Judging by the information criteria, the inverse regression greatly benefits the direct (it is believed that the model with the lowest criterion value will be best).
Look at the regression statistics of the cointegrated regression for the pair (NKHP, ZHIV).
Statistics
Direct regression
Inverse regression
Coefficients
beta=$3.352 and alpha=$239.347
beta=0.2194 and alpha=β49,6077
Test statistics
tcalc=β3,4762 , tcrit=β3.3654
tcalc=β3.3878 , tcrit=β3.3654
t -statistics
tbeta=$24.344 , talpha=$137.97
tbeta=$24.344 , talpha=β19,8524
F -statistics
592,652
592,652
Statistics of Durbin-Watson
0.2614
0,2104
Coefficient of determination
0.7356
0.7356
Corrected coefficient of determination
0.7344
0.7344
Akaike Information Criterion
1695
1108,8
Schwarz's Baes information criterion
1701.7
1115,5
Hannan-Quinn Information Criterion
1697.7
1111.5
Test statistics in both direct and inverse regression tells us that the variable beta in this case, insignificant. Durbin-Watson statistics are acceptable, in the case of reverse regression, slightly better than in the case of direct. The coefficient of determination is acceptable, there is no difference between direct and reverse regression. According to the information criteria, the inverse regression is slightly better than the direct one.

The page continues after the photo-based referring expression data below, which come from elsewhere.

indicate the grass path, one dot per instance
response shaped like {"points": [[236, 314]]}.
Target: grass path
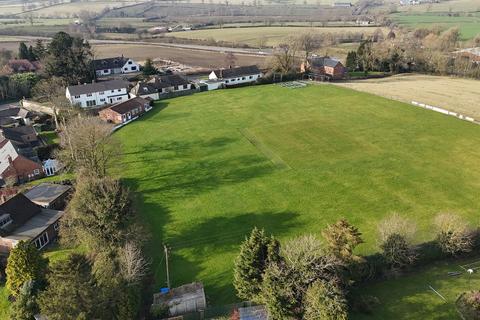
{"points": [[202, 185]]}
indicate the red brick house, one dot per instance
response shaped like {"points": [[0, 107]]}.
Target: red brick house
{"points": [[21, 219], [125, 111], [16, 167], [323, 68]]}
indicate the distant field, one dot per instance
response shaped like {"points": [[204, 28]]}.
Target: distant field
{"points": [[469, 25], [444, 6], [409, 297], [271, 35], [318, 154], [455, 94], [198, 58]]}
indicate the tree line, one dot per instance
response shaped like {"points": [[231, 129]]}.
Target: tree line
{"points": [[311, 278], [102, 276]]}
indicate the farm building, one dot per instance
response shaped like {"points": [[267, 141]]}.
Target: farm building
{"points": [[323, 68], [125, 111], [162, 86], [235, 76], [49, 195], [116, 65], [21, 219], [97, 93], [182, 300]]}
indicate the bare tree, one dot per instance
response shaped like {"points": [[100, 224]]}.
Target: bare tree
{"points": [[133, 265], [284, 58], [87, 145], [453, 234]]}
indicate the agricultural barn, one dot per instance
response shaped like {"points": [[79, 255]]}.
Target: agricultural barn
{"points": [[160, 86], [125, 111], [323, 68], [116, 65], [21, 219], [185, 299], [97, 93], [236, 76]]}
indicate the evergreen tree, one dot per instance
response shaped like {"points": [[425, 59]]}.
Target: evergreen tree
{"points": [[325, 300], [71, 293], [25, 263], [23, 51], [25, 305], [149, 69], [352, 63], [342, 238], [256, 252]]}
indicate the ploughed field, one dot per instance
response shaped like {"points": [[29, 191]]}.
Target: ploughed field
{"points": [[209, 167]]}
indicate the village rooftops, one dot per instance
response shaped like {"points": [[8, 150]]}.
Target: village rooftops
{"points": [[110, 63], [36, 224], [97, 87], [237, 72], [323, 61], [45, 194], [129, 105]]}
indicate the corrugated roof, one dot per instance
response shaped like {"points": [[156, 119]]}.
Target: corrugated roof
{"points": [[46, 193], [97, 87], [237, 72], [129, 105]]}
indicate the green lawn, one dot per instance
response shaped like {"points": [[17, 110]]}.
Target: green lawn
{"points": [[469, 25], [209, 167], [409, 297]]}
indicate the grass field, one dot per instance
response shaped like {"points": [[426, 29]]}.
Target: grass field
{"points": [[456, 94], [198, 58], [469, 25], [209, 167], [271, 35], [409, 297]]}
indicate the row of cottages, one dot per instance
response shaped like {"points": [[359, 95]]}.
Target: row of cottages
{"points": [[323, 68], [97, 94], [114, 66], [160, 86], [233, 77], [126, 111], [33, 216]]}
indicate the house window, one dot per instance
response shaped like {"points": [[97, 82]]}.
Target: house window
{"points": [[41, 241]]}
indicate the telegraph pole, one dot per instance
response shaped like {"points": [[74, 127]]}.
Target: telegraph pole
{"points": [[165, 248]]}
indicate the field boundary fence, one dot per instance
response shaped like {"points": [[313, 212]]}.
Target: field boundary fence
{"points": [[445, 112]]}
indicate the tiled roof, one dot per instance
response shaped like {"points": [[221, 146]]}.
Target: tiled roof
{"points": [[97, 87], [129, 105]]}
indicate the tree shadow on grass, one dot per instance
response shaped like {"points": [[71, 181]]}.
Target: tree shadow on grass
{"points": [[204, 247], [180, 169]]}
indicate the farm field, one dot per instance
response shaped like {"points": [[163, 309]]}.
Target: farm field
{"points": [[198, 58], [409, 297], [469, 25], [270, 35], [208, 168], [455, 94]]}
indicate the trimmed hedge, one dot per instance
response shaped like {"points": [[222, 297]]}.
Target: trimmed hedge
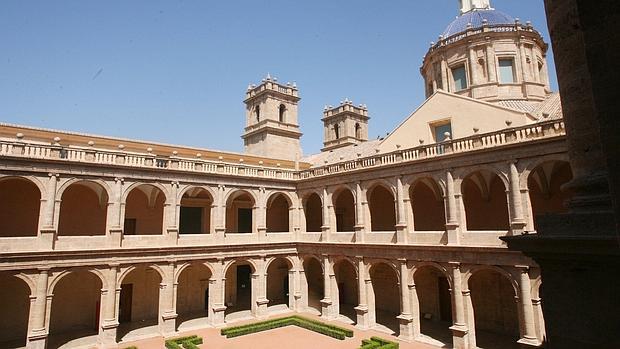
{"points": [[309, 324], [378, 343], [189, 342]]}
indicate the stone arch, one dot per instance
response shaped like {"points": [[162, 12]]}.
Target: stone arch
{"points": [[83, 207], [343, 201], [427, 204], [493, 292], [279, 206], [279, 281], [545, 183], [20, 207], [313, 211], [347, 275], [15, 296], [385, 281], [313, 281], [485, 201], [241, 208], [382, 206], [434, 300], [76, 303], [195, 203], [192, 293]]}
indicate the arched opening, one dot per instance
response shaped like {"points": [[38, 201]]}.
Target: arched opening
{"points": [[435, 304], [484, 197], [278, 284], [193, 296], [545, 187], [239, 290], [139, 301], [144, 211], [313, 276], [278, 213], [282, 113], [83, 210], [14, 310], [346, 280], [313, 213], [240, 213], [427, 204], [195, 212], [344, 208], [75, 309], [386, 296], [19, 208], [495, 310], [382, 209]]}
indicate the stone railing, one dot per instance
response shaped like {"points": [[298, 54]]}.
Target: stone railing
{"points": [[546, 129], [25, 149], [503, 28]]}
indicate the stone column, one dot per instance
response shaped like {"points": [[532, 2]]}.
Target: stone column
{"points": [[117, 219], [459, 327], [405, 318], [362, 308], [452, 224], [491, 64], [326, 302], [528, 327], [517, 222], [401, 221], [359, 213], [220, 216], [48, 231], [261, 288], [217, 286], [261, 215], [326, 228], [167, 301], [37, 338], [109, 320]]}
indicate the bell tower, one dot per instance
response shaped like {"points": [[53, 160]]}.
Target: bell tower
{"points": [[344, 125], [271, 127]]}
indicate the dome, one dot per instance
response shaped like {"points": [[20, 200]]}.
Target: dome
{"points": [[476, 17]]}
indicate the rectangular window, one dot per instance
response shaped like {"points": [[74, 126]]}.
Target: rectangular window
{"points": [[190, 220], [506, 71], [439, 131], [460, 78]]}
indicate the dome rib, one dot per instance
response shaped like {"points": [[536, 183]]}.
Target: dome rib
{"points": [[476, 17]]}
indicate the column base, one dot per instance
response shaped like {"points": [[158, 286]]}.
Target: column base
{"points": [[218, 316], [362, 317]]}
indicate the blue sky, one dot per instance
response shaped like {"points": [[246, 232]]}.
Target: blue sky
{"points": [[177, 71]]}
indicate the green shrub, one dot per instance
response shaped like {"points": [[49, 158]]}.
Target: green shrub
{"points": [[378, 343], [189, 342], [309, 324]]}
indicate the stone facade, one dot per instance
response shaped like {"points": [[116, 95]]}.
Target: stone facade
{"points": [[153, 239]]}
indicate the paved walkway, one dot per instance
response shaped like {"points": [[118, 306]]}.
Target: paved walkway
{"points": [[290, 337]]}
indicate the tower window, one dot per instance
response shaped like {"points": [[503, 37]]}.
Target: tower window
{"points": [[460, 78], [282, 112], [506, 71]]}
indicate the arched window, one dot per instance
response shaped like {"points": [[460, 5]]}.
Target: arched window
{"points": [[282, 113]]}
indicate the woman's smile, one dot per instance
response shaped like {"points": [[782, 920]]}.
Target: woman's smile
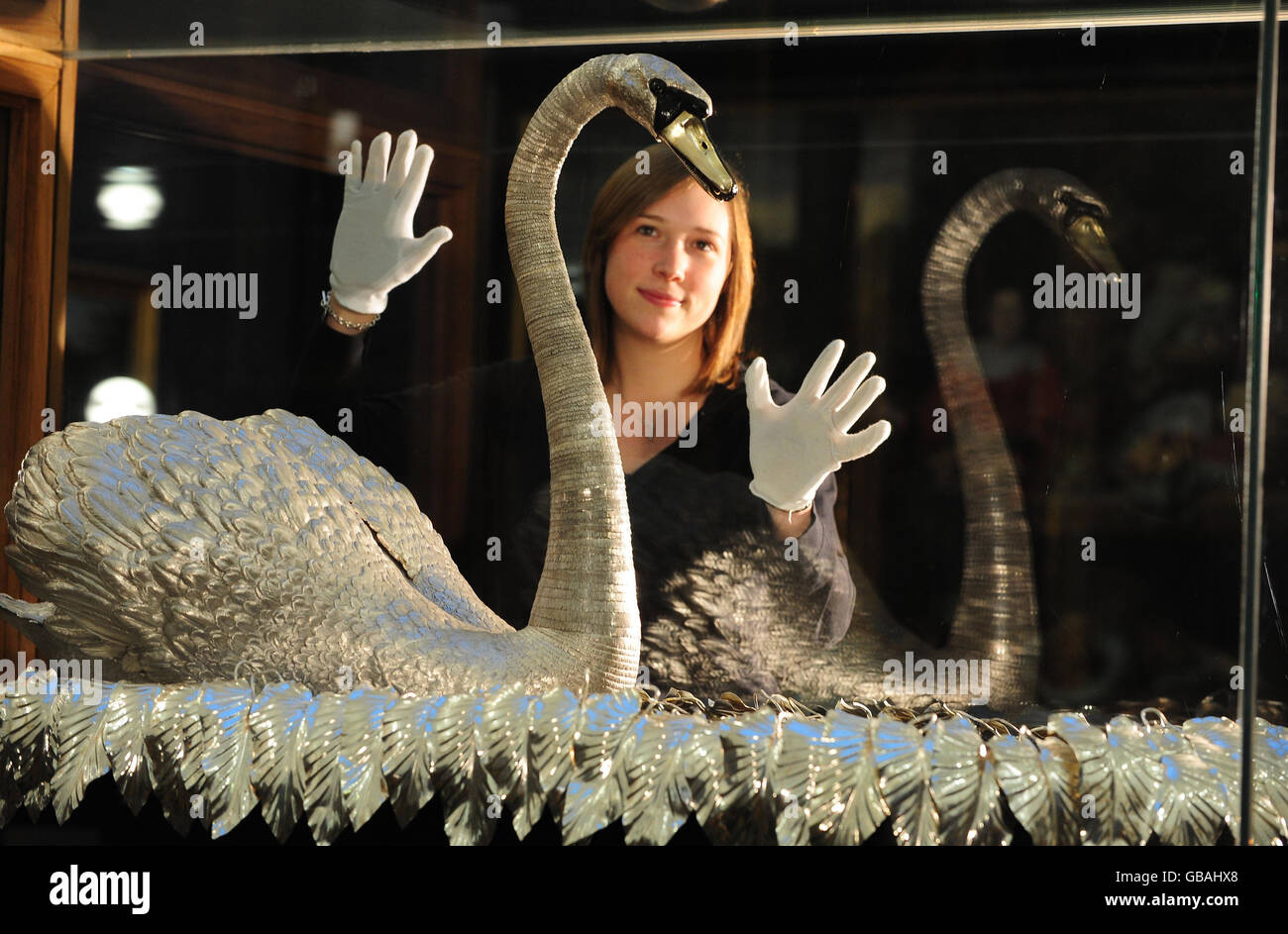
{"points": [[660, 299]]}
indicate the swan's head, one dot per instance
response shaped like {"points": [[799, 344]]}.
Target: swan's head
{"points": [[671, 107], [1073, 211]]}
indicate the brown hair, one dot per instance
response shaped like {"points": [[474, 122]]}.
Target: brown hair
{"points": [[623, 196]]}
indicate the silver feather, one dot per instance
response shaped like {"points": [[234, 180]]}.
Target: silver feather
{"points": [[671, 767], [171, 737], [745, 812], [596, 789], [468, 791], [278, 723], [408, 757], [903, 762], [509, 729], [323, 778], [362, 782], [964, 786], [1039, 779], [81, 755], [848, 797], [1099, 805], [1193, 801], [129, 714], [334, 759], [1137, 780]]}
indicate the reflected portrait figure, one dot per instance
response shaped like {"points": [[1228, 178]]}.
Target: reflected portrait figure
{"points": [[730, 506]]}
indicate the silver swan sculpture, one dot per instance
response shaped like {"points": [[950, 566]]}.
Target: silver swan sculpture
{"points": [[996, 613], [183, 547]]}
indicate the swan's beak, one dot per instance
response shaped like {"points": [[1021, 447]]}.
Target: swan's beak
{"points": [[687, 136], [1089, 239], [678, 123]]}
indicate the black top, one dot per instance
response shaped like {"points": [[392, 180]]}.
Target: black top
{"points": [[707, 562]]}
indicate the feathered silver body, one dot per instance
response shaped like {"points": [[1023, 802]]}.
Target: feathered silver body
{"points": [[755, 598], [763, 776], [180, 547]]}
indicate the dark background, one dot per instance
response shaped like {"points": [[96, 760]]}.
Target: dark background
{"points": [[836, 140]]}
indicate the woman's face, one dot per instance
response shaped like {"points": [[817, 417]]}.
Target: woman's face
{"points": [[668, 265]]}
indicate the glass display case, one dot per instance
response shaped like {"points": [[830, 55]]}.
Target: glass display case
{"points": [[1037, 217]]}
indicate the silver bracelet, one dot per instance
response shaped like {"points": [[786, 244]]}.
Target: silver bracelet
{"points": [[330, 313]]}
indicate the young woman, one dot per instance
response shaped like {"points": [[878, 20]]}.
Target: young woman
{"points": [[669, 274]]}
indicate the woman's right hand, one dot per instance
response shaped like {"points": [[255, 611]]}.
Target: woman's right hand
{"points": [[374, 249]]}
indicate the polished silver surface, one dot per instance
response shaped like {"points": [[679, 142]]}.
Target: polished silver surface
{"points": [[214, 751]]}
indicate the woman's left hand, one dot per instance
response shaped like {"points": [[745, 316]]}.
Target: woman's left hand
{"points": [[795, 446]]}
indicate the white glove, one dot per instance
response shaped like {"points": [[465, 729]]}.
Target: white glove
{"points": [[794, 447], [374, 248]]}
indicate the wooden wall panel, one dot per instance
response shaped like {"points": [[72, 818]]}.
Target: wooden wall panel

Coagulation regression statistics for the pair (VSYDP, NKHP).
Statistics
Direct regression
Coefficients
beta=$35.652
Test statistics
tcalc=β2,8339 , tcrit=β2,7761
t -statistics
82.5035
F -statistics
infty
Statistics of Durbin-Watson
0.1305
Coefficient of determination
0,1928
Corrected coefficient of determination
0,1928
Akaike Information Criterion
3823,8
Schwarz's Baes information criterion
3827.1
Hannan-Quinn Information Criterion
3825.1
Variable beta judging by the test statistics, again insignificant. Fisher criterion flew into space. Durbin-Watson statistics are acceptable. The coefficient of determination is small, so the model is considered bad.
findings
There are a sufficient number of cointegrated shares in stock markets, that is, such that their spread is a stationary process. The presence of such pairs provides the basis for further research and a stable profit, but we'll talk about specific strategies next time.
What to read on the topic?
Robert F. Engle, C.W.J. Granger. Cointegration and error correction: presentation, evaluation and testing // Applied Econometrics. - 2015. - 39 (3). - p. 107-135.
This is a translation of the original article by the authors of 1987; the definition of cointegration is described in more detail there. You can also continue to read Magnus, whom I recommended in the article on stationary increments , there is also a section on cointegration.